Smart City scheme: It will be a competition for funds

February 01, 2015 02:32 am | Updated November 16, 2021 05:19 pm IST - NEW DELHI:

A view of Nizamabad. File photo

A view of Nizamabad. File photo

Cities that have a vision and development strategy, have made progress under the Swachh Bharat Mission, make timely salary payment to municipal staff and have a mechanism to redress grievances and an e-newsletter will be eligible to take part in the Smart City Challenge, which will allow them to compete for funds under the ‘Smart City’ scheme.

At the end of a two-day consultation hosted by the Ministry of Urban Development, the States and other stakeholders to identify the parameters for choosing the cities that can compete, it was suggested that percentage points be allocated for further ranking of cities. The Ministry has clarified that cities will have to compete for the funds allocated under the scheme.

States’ suggestions

“States have suggested certain parameters that include self-financing ability, which will have a 25 per cent weightage in the selection criteria, institutional systems and capacities (25%), existing service levels and committed plan of action for three years (25%), track record in implementing reforms (15%) and quality of vision document (10%),” said an official of the Ministry.

The States have suggested two sets of reforms for small and metropolitan cities.
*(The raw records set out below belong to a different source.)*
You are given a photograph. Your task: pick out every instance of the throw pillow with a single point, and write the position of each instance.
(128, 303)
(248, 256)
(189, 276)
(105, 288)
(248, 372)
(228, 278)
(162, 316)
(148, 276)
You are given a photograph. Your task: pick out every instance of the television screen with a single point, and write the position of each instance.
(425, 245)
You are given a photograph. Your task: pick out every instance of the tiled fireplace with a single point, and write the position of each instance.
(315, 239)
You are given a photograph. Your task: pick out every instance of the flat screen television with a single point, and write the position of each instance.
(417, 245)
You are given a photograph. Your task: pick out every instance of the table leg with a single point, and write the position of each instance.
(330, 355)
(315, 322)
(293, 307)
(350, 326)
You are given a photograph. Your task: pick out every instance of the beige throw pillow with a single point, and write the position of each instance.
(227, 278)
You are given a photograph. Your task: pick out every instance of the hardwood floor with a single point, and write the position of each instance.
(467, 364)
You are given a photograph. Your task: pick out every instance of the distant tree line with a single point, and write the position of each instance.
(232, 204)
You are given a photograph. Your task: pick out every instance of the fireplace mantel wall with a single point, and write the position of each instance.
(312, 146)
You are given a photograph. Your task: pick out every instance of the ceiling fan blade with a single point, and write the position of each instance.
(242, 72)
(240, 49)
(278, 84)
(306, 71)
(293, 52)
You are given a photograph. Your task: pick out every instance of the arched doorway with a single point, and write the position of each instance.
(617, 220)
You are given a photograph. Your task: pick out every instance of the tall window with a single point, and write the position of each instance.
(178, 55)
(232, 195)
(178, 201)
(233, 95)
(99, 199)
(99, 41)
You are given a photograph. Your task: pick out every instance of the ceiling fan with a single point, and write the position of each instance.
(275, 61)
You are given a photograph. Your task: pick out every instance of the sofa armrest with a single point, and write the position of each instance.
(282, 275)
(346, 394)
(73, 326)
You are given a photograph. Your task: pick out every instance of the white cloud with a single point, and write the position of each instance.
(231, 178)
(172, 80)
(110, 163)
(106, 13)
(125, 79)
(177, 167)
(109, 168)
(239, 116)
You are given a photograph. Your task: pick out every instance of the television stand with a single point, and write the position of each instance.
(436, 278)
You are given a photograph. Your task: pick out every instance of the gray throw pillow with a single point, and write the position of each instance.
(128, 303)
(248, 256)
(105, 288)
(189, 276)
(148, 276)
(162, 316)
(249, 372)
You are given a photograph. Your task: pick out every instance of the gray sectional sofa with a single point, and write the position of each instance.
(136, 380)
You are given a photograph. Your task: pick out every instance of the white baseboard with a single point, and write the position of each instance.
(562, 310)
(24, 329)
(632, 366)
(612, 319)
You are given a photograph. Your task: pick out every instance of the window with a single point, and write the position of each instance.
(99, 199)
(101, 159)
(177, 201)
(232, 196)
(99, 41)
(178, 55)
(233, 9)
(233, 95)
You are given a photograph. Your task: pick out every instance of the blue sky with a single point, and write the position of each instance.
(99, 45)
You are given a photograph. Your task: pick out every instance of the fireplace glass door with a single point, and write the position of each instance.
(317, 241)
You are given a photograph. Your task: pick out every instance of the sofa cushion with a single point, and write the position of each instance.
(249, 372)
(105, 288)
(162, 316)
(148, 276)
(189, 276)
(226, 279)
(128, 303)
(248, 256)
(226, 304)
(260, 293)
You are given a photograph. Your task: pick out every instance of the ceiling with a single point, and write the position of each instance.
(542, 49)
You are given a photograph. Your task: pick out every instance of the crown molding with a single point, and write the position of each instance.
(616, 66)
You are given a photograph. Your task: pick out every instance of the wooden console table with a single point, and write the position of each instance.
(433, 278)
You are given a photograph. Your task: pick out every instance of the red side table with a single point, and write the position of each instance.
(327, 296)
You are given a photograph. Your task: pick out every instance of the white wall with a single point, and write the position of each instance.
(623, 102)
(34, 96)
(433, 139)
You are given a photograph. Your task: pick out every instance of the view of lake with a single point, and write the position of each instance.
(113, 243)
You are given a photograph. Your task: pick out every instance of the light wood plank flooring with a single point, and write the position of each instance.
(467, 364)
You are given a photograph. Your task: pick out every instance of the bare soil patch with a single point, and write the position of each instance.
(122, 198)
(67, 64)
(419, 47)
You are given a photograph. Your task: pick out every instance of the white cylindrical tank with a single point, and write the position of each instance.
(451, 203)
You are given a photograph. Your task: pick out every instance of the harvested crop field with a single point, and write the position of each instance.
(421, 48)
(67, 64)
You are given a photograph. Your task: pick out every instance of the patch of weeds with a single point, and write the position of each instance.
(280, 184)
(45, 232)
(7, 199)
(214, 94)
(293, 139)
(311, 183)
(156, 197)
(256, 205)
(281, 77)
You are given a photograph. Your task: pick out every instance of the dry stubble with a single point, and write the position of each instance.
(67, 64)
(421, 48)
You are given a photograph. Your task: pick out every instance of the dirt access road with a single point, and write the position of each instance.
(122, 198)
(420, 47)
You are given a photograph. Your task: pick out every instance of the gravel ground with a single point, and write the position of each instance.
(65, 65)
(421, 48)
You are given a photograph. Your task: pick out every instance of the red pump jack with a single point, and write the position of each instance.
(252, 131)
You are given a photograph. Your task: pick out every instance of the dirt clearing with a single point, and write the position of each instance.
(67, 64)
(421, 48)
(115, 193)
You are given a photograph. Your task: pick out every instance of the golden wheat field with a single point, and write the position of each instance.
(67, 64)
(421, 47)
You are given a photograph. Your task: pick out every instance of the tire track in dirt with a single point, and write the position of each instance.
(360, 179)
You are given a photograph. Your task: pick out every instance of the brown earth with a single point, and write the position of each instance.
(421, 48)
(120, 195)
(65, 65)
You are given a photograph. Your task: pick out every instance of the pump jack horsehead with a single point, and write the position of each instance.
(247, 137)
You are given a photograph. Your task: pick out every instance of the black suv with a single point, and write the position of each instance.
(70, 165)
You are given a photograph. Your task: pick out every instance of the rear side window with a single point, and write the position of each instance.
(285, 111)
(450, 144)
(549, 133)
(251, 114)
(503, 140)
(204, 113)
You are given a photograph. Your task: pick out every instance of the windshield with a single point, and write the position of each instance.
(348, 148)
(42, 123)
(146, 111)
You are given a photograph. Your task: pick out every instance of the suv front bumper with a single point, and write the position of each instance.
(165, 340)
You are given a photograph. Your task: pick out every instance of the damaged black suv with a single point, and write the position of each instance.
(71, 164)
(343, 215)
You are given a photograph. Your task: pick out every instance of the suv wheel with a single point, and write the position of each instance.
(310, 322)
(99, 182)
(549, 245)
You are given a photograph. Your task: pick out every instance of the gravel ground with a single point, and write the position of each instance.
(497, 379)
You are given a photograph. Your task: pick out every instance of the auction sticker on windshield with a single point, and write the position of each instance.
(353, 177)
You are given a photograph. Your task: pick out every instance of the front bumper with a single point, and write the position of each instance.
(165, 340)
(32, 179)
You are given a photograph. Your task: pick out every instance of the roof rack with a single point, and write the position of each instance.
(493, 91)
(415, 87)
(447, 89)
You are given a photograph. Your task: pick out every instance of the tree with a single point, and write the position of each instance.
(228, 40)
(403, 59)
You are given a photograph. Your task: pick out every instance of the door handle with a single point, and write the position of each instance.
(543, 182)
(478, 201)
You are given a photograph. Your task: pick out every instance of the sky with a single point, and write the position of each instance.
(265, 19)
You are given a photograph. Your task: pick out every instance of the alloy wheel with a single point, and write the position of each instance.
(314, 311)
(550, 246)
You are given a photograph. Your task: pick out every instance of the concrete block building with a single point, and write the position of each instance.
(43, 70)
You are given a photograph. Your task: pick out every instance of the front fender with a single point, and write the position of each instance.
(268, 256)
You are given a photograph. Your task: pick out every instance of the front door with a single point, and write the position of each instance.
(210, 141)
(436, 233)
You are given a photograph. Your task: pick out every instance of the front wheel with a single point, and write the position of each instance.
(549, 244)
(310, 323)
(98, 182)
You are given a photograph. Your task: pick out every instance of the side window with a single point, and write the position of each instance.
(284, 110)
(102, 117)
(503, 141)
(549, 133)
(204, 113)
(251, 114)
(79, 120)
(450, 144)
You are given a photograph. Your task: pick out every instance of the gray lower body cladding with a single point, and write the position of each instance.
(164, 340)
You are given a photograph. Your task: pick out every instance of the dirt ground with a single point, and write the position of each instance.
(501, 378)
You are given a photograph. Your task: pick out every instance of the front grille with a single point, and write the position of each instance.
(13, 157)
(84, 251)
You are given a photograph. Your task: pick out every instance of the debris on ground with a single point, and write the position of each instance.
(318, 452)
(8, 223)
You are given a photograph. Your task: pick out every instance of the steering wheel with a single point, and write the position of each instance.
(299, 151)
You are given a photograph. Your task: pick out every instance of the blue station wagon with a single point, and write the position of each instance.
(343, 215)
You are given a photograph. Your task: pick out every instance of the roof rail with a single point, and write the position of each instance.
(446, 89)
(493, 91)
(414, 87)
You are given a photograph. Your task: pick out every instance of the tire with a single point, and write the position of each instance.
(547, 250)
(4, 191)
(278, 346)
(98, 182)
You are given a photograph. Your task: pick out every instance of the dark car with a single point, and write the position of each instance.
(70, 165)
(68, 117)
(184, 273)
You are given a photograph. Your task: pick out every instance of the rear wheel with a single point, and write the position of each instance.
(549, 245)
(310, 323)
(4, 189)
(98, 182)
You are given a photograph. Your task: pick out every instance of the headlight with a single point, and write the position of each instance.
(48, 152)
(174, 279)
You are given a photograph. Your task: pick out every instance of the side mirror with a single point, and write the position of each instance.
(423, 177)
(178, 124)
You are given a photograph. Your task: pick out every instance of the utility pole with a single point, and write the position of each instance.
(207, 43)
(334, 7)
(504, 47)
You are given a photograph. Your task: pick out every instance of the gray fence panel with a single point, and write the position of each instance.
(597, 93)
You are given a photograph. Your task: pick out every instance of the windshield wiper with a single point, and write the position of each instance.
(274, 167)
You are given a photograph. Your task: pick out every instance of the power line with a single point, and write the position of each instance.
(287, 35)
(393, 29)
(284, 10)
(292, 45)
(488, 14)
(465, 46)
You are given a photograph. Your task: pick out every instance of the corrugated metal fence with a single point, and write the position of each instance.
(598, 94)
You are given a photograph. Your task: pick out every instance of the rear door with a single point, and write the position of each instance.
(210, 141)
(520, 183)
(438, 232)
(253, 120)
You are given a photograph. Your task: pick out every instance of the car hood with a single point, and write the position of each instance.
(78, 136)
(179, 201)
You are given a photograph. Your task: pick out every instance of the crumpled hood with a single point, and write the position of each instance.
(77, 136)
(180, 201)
These include land monetisation, increased FAR norms with transparent policies, quick progress towards e-governance and online service delivery, integrated GIS-based Master Plans including for sanitation, mobility, land use, digital connectivity, disaster risk management and climate change. Policy reforms, fixed tenures for Mayors and municipal officials, improving revenues through 100 per cent collection of taxes and user charges, minimum educational qualifications for corporators and their capacity-building, economic master planning for cities before physical master plans, creation of municipal cadre and credit rating have also been identified.

“The States have suggested that in addition to the PPP model, they should be given the option of EPC [Engineering Procurement Contract] and user fee-based concessions to promote private sector participation. They want to impose impact fee on organisations that benefit from improved infrastructure, government support for making projects viable for private investors, unbundling of services to make projects investment-worthy and creation of a low-cost pooled fund with the support of the Asian Development Bank, the World Bank, pension funds and sovereign funds etc.,” said the official.